We also excluded female participants because the questionnaire used was limited in terms of women's mortality risk factors (e.g., it did not include questions about menstrual history, family history of breast cancer, or use of oral contraceptives). Pregnancy can affect women's mood and cognition, which can in turn affect fetal health (28). In particular, women's motivation for healthy behaviors needs to be evaluated with a psychosocial appraisal because this part of health differs from men's health risk (29). Thus, risk factors concerning the health and diseases of women, adolescents, and the elderly should be addressed in HRA questionnaires before studies on HRA validity in these population groups are conducted. Moreover, this should be linked to the development of a comprehensive HRA program for Koreans.
Continued development of technology and feedback concerning behavioral changes will be necessary before HRA can reach its full potential. Also required will be efforts to study HRA's effectiveness in health promotion, in predicting health-care costs, and as an indicator of health-related quality of life.

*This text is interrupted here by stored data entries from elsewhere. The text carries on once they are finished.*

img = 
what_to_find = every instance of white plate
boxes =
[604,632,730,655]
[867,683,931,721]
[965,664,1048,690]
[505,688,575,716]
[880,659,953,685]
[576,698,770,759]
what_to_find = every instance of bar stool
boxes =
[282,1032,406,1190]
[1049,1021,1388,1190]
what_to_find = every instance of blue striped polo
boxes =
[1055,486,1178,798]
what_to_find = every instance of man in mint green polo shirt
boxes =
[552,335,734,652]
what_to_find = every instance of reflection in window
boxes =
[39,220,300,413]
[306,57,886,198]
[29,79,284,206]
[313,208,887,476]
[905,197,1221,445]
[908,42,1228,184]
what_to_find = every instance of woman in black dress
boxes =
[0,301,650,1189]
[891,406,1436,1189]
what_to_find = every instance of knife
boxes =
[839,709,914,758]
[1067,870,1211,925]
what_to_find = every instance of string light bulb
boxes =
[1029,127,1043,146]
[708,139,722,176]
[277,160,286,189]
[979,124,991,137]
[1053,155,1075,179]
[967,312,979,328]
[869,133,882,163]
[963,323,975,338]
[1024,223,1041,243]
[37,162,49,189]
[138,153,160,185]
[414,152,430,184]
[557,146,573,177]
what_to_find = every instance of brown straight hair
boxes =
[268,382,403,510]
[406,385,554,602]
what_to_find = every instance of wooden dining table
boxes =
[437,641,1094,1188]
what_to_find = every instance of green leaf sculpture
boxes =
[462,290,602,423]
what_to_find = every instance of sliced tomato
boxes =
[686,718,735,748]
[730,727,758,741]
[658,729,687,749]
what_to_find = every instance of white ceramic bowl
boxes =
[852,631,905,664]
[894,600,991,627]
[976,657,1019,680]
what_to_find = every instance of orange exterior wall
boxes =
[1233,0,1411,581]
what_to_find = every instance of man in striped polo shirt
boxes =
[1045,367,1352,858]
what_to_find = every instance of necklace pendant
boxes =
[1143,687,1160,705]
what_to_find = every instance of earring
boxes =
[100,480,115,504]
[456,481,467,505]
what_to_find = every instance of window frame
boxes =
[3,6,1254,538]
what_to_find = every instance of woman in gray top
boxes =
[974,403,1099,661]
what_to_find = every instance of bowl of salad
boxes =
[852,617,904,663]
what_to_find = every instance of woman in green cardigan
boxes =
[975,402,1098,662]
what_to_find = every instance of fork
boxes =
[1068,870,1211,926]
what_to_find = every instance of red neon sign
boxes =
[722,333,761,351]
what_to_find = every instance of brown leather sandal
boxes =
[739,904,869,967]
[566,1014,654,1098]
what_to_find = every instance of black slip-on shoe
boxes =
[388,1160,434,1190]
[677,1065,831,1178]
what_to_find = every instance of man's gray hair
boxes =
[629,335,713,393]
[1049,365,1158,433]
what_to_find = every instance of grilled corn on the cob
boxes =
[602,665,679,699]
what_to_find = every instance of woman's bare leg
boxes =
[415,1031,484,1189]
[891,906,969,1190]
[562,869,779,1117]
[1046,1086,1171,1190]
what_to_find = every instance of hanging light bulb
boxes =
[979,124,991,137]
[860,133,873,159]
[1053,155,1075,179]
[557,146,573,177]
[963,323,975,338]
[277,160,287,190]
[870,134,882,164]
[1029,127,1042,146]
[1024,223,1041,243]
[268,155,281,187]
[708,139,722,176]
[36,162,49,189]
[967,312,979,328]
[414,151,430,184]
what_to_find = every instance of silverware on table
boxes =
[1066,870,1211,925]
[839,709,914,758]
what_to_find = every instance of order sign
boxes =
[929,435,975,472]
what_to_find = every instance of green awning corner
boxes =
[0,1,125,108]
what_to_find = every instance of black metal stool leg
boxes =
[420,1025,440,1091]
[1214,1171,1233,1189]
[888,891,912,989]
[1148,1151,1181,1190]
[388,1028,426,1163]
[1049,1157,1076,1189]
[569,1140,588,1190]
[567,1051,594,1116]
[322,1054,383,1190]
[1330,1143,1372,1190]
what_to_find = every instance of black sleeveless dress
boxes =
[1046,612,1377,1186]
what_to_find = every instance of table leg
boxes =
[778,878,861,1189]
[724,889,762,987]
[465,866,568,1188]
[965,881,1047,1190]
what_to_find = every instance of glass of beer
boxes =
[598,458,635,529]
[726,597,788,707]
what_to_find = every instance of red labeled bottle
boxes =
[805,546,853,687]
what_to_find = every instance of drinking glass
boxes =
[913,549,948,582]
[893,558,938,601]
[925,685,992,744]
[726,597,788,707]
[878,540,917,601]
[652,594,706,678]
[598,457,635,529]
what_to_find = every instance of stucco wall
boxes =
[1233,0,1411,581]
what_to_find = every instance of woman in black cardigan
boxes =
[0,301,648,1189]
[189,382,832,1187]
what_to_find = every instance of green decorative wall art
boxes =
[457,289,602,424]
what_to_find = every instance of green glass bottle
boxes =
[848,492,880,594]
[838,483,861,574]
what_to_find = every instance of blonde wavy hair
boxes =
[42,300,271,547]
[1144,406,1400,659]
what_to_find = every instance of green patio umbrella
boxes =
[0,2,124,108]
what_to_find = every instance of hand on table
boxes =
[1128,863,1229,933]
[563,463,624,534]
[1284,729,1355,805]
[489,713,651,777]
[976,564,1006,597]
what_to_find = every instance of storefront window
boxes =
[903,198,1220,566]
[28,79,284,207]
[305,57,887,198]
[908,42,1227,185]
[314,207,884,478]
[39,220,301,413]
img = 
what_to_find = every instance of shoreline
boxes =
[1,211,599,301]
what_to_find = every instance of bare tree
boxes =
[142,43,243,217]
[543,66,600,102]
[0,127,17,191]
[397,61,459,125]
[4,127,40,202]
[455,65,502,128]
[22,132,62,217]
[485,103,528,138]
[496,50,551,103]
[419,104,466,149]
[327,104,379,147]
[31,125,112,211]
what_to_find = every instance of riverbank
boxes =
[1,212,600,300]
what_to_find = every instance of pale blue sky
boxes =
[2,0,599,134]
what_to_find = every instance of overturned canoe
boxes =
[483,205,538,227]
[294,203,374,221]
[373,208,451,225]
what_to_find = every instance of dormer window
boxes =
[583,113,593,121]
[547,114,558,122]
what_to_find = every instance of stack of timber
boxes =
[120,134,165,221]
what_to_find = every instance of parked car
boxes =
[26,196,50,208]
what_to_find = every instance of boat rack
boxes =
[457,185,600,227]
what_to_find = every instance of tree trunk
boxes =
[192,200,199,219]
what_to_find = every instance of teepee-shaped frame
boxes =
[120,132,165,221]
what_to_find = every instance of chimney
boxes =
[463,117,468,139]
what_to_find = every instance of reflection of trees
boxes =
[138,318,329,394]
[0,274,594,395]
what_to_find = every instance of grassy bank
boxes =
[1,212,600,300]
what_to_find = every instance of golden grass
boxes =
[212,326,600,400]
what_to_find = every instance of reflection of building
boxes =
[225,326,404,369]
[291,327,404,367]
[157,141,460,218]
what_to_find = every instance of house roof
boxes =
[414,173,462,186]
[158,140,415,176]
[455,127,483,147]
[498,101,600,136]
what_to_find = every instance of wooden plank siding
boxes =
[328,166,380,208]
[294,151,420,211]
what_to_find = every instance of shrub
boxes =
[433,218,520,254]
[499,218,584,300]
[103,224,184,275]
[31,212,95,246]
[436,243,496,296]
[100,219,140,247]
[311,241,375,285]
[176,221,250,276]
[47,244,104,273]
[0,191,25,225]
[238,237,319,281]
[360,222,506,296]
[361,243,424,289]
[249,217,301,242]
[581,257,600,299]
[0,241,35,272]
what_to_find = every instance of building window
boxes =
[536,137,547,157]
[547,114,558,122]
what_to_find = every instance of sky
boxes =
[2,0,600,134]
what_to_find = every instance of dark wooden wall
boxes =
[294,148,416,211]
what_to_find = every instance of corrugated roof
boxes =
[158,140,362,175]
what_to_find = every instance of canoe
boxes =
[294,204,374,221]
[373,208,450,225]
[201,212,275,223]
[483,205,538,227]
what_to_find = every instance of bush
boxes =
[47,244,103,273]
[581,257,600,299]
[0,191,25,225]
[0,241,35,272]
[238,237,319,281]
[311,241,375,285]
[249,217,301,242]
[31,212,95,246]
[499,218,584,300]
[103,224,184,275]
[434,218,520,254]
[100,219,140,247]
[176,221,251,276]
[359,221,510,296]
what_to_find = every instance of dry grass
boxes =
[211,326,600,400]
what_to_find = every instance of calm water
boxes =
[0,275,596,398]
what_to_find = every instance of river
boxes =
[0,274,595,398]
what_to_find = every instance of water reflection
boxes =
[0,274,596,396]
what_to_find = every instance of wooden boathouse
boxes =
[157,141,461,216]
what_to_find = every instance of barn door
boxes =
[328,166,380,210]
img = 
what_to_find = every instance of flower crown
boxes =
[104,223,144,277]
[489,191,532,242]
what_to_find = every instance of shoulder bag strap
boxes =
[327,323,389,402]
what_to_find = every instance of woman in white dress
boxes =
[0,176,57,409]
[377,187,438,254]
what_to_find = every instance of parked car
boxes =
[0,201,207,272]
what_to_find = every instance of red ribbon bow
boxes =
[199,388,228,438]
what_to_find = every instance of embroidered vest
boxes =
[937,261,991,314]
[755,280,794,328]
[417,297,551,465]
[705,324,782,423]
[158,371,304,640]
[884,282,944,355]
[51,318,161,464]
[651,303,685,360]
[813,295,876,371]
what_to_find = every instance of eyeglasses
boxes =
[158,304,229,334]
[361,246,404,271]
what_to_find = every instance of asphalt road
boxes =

In conclusion, risk age calculated in the KNHIC HRA program is a relatively good predictor of 10-yr mortality in Korean men and may be a useful tool for identifying high-risk middle-aged men for health interventions. Further efforts will be needed to develop a comprehensive HRA program and establish its validity.
ACKNOWLEDGMENTS
The authors thank Professor Emeritus Bong-Yul Huh of Seoul National University for his helpful comments on the first draft of this manuscript. We thank the Korean National Health Insurance Corporation (KNHIC) for permitting us to use the periodic health examination data.
AUTHOR SUMMARY
Predictive Accuracy of a Health Risk Appraisal Program Using Mortality Risk Age in 116,927 Korean Men
Ju-Young Kim, Byung-Joo Park, Yoon Kim, Jin-Ho Park, and Be-Long Cho
Health risk appraisal (HRA) developed by Korean National Health Insurance Corporation (KNHIC) is a tool for evaluating health risk factors and motivating individuals to maintain a healthy lifestyle. Here we describe the HRA algorithm of KNHIC and evaluate the predictive accuracy of an HRA program for 10-yr mortality prediction in Korean men. Of the 116,927 subjects, 1,900 (1.6%) died during the 10 yr after the 1992 medical examinations. As the difference between risk age and actual age increases, the 10 yr mortality increased significantly. The risk age in HRA is a relatively good predictor of 10 yr mortality in Korean men.